Il capotreno chiede all’uomo della Volvo, che si trova a passare per caso, di
recarsi alla vicina stazione per verificare le ragioni dell’inspiegabile
prolungarsi del semaforo rosso.
L’uomo della Volvo riferisce al presunto capostazione quanto gli
era stato chiesto dal capotreno e riprende la sua corsa verso casa per un’altra
strada. Tutto qui.
Quando finalmente la sua posizione viene definitivamente chiarita,
l’uomo della Volvo esce dal carcere ed incontra padre Cricco, un volto noto. Ha
un attimo di esitazione. Quel volto è quello del presunto capostazione. Dunque
il vero assassino è il prete. Vorrebbe tornare indietro per smascherare padre
Cricco. Ci ripensa e preferisce tacere per non rimettersi nei guai.

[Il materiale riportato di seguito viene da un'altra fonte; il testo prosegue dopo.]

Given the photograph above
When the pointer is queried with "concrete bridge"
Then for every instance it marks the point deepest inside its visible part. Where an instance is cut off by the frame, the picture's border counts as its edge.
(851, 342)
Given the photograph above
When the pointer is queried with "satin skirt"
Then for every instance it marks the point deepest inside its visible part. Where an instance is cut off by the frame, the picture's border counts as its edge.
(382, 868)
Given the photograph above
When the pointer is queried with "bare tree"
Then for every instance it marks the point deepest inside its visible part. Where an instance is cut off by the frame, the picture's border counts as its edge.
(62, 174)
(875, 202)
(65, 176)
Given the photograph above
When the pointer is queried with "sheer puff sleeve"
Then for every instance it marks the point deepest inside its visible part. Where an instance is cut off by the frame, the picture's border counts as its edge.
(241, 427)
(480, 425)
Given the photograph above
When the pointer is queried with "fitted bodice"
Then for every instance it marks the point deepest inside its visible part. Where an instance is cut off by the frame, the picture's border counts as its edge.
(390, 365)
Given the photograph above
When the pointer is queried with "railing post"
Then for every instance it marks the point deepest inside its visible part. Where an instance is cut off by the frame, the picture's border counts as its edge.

Questo episodio fa parte della trama narrativa del romanzo Una
storia semplice di Leonardo Sciascia in cui l’autore manifesta tutta la sua amarezza
per i tanti buchi della Giustizia e per le inadeguatezze dello Stato, che
spesso inducono i cittadini a scegliere la via del disimpegno.
Il quadro che l’autore fornisce sulla funzionalità degli apparati
statali in Sicilia è allarmante: il commissario è coinvolto con le cosche
mafiose, il procuratore della Repubblica è un perfetto idiota, padre Cricco è
un assassino.
Al professor Franzò, alter ego di Sciascia, non rimane che
pronunciare questa amara considerazione: in Sicilia non è la speranza l’ultima
a morire, ma è il morire l’ultima speranza.